"No one asked Microsoft to port its Edge browser to Linux," writes Steven J. Vaughan-Nichols at ZDNet, adding "Indeed, very few people asked for Edge on Windows.
"But, here it is. So, how good — or not — is it..?"
The latest version of WebXPRT is today's best browser benchmark. It's produced by the benchmark professionals at Principled Technology. This company's executives were the founders of the Ziff Davis Benchmark Operation, the gold-standard of PC benchmarking. WebXPRT uses scenarios created to mirror everyday tasks. These include Photo Enhancement, Organize Album, Stock Option Pricing, Local Notes, Sales Graphs, and DNA Sequencing. Here, the higher the score, the better the browser. On this benchmark, Firefox shines. It was an easy winner with a score of 272. Chrome edges out Edge 233 to 230.

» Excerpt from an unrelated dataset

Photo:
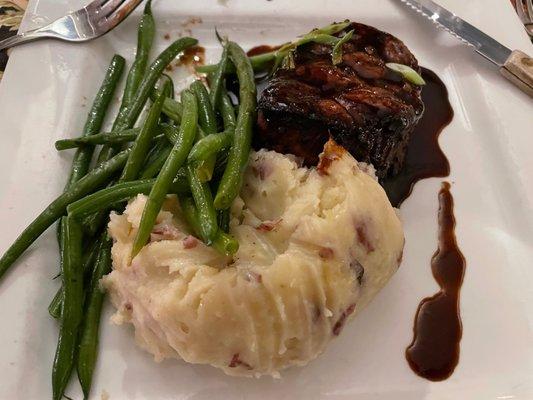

The article concludes that "Oddly, Edge, which turned in a poor performance when I recently benchmarked it on Windows, did well on Linux. Who'd have guessed...? Edge is a good, fast browser on Linux. If you're a Windows user coming over to Linux or you're doing development work aimed at Edge, then by all means try Edge on Linux. It works and it works well."
Yet Vaughan-Nichols admits he's still not going to switch to Edge. "Chrome is more than fast enough for my purposes and I don't want my information tied into the Microsoft ecosystem. For better or worse, mine's already locked into the Googleverse and I can live with that."